Over the past few years, Walt Disney Pictures has been wheeling out a series of live-action adaptations of its ‘Classics’ cartoons. From The Jungle Book (2016) and Cinderella (2015) to Beauty and the Beast (2017) and Dumbo (2019), Disney is cranking out these films at quite a pace, which means sooner or later the studio was going to get to Aladdin.
And of course, that’s where the Mouse House is up to now, because after a couple of trailers and a fair bit of internet backchat, the live-action adaptation of Aladdin has finally rolled into cinemas. The film stars Mena Massoud, Naomi Scott, Will Smith and Marwan Kenzari and is a big budget extravaganza filled with songs, dance numbers and, well, pretty much everything audiences have seen before in the original ‘toon.
But is it any good?
There are currently 57 animated movies which fall under the category of Walt Disney Animated Classics. Aladdin is the 31st.

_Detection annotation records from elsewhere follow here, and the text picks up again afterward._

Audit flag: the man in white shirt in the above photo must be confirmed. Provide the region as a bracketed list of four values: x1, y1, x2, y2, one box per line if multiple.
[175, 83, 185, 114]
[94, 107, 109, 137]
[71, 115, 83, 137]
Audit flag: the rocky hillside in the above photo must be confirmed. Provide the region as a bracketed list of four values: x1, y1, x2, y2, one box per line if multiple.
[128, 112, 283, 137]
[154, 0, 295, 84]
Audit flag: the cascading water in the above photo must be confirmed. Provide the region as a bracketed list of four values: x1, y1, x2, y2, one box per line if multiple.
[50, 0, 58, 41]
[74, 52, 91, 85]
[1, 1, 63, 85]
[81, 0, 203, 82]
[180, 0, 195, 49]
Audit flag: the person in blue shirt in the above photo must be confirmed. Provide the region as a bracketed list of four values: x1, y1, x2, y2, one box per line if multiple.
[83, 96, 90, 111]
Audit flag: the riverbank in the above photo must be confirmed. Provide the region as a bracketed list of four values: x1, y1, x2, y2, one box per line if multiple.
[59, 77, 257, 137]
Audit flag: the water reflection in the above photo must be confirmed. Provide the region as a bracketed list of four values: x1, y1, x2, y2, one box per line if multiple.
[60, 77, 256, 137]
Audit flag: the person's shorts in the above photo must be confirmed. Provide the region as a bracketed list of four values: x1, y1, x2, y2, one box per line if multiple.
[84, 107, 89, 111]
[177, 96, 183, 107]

Of the 57, Aladdin is without a doubt one of the best; up there with the likes of Beauty and the Beast (1991), The Little Mermaid (1989) and The Lion King (1994). It is arguably a faultless piece of animation, which boasts fantastic tunes, a healthy dose of adventure, and one of the best vocal performances from the late, great Robin Williams.

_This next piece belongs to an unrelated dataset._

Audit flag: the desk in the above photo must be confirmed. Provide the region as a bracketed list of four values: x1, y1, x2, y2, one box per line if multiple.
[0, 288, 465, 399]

This new live-action take on Aladdin tries to match the original, but unfortunately it falls a little short. That’s not to say this is a bad adaptation -it isn’t – it just simply can’t compete with what has come before.

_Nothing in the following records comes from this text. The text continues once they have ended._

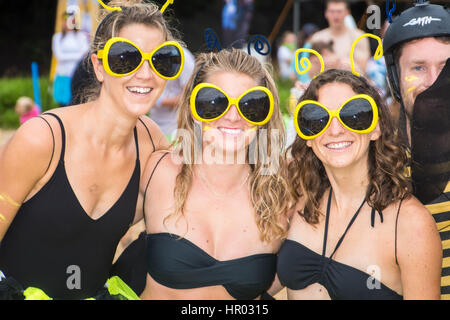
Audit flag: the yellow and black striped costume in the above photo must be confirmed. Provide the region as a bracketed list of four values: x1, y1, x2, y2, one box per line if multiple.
[426, 181, 450, 300]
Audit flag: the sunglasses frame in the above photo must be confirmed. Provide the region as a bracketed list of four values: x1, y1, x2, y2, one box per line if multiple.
[294, 94, 378, 140]
[190, 82, 274, 126]
[97, 37, 184, 80]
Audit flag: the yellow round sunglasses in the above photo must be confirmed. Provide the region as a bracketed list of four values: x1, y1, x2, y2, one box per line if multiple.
[294, 94, 378, 140]
[190, 83, 274, 126]
[97, 37, 184, 80]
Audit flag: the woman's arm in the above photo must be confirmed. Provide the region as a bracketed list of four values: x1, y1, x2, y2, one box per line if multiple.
[397, 198, 442, 300]
[0, 118, 53, 241]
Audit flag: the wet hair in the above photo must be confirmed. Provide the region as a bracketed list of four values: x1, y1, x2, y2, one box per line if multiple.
[74, 0, 181, 103]
[288, 69, 411, 224]
[166, 49, 291, 241]
[393, 36, 450, 79]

The good news is that Will Smith isn’t as bad as some had predicted. The CGI that is used to bring his Genie to life is pretty ropey at times, but Smith himself is fine. Some of his vocal choices feel a bit off and he butchers the opening song (Arabian Nights), but once the movie settles into its groove he becomes a lot of fun. He also gets an interesting side story which helps develop his character – something not included in the original.
The bad news is that Marwan Kenzari is as lacklustre as you’ve heard. His take on the villainous Jafar is woefully pedestrian, and is devoid of the oomph needed to be a Disney icon. As for his interactions with his parrot Iago, well, they’re just not there – Iago is a completely wasted character, which is a shame as he was SO GOOD in the original movie, as well as the subsequent film/TV spin-offs.
As for everything else, all the content lifted from the animated movie works well; the addition of a new character (Dalia) and a new song (Speechless) enhance the story; and Naomi Scott and Mena Massoud are perfect as Jasmine and Aladdin, respectively. These two are magical together and embody their animated counterparts effortlessly.
Massoud is great as street rat-cum-prince, Aladdin and is a likeable lead. But it’s Scott who is the star of this picture, bringing a real strength to Jasmine that has not been seen before.
So, did I like Aladdin?
Yes – but the shadow of the original looms large and it’s pretty much inescapable.
Ultimately, this is a movie that is fine to watch and certainly is enjoyable, yet when an already perfect version exists, is there much point with a new one?
I guess that’s for audiences to decide.
For me, I liked what I saw (well, mostly – it did seem a little ‘unfinished’ in places), but when I next get a desire to revisit Aladdin, I know it’ll be the animated version I jump to. So not bad, but not the ultimate version of this story.